Besides, where would I go instead? Happy hour was the only other activity one
could do in a 100 minute time slot at five o’clock on Monday afternoons and, I
wasn’t so far gone that I’d skip therapy to booze it up. My mother’s childish
treatment was a big reason for me to get out of her apartment as soon as
possible.
I knew I needed
some help with my plummeting emotions. Normal people didn’t have time limits on
how long they would suffer through misery before offing themselves. I wanted to
be one of thos sunflower-gazing, happy people that didn’t need to drink to feel
good. Octavia was a nice enough therapist, no condescending tones or judgmental
looks over the rim of her glasses. The problem was that being suicidal took
away the convention of doctor-patient confidentiality. I was a danger to
myself, so my therapist could tell my mother anything she deemed pertinent to
keeping me alive. It was hard to share my secret idea of moving to South Korea
or my sex stories with a snitch.
As usual, this
afternoon, I had confided only the information that I’d already shared with my
mother. As I blabbered about my boyfriend, Malik, dumping me for the final
time, Octavia tried to steer the discussion to my feelings surrounding
terrorism. She wanted to know how I was adjusting.
It had been six
days since the September 11th terrorist attacks and the country’s stress levels
were only rising.
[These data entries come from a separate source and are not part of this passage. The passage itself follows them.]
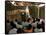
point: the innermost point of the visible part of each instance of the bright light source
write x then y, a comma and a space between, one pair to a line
41, 5
13, 2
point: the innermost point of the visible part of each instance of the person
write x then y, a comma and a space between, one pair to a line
14, 29
19, 30
8, 26
38, 29
27, 26
28, 29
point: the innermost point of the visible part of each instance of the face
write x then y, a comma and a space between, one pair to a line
30, 21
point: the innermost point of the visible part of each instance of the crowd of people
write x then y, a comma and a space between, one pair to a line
30, 25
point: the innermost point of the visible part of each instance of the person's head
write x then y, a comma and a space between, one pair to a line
12, 24
16, 20
29, 27
8, 21
37, 19
39, 26
19, 30
29, 20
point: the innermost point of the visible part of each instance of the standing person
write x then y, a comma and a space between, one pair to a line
27, 26
14, 29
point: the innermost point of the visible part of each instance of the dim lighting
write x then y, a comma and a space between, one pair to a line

The news was always showing the alert level as “orange” or
“red” or “paisley.” Like most people, I didn’t know what the hell was going on.
Instead of color blocks in the corner of the television screens, they should
have posted clear signs reading “Get Your Shit and Go!” or “Pack Up but Sit
Tight!” or “Good As It’s Gonna Get.” We’d all understand things a bit better.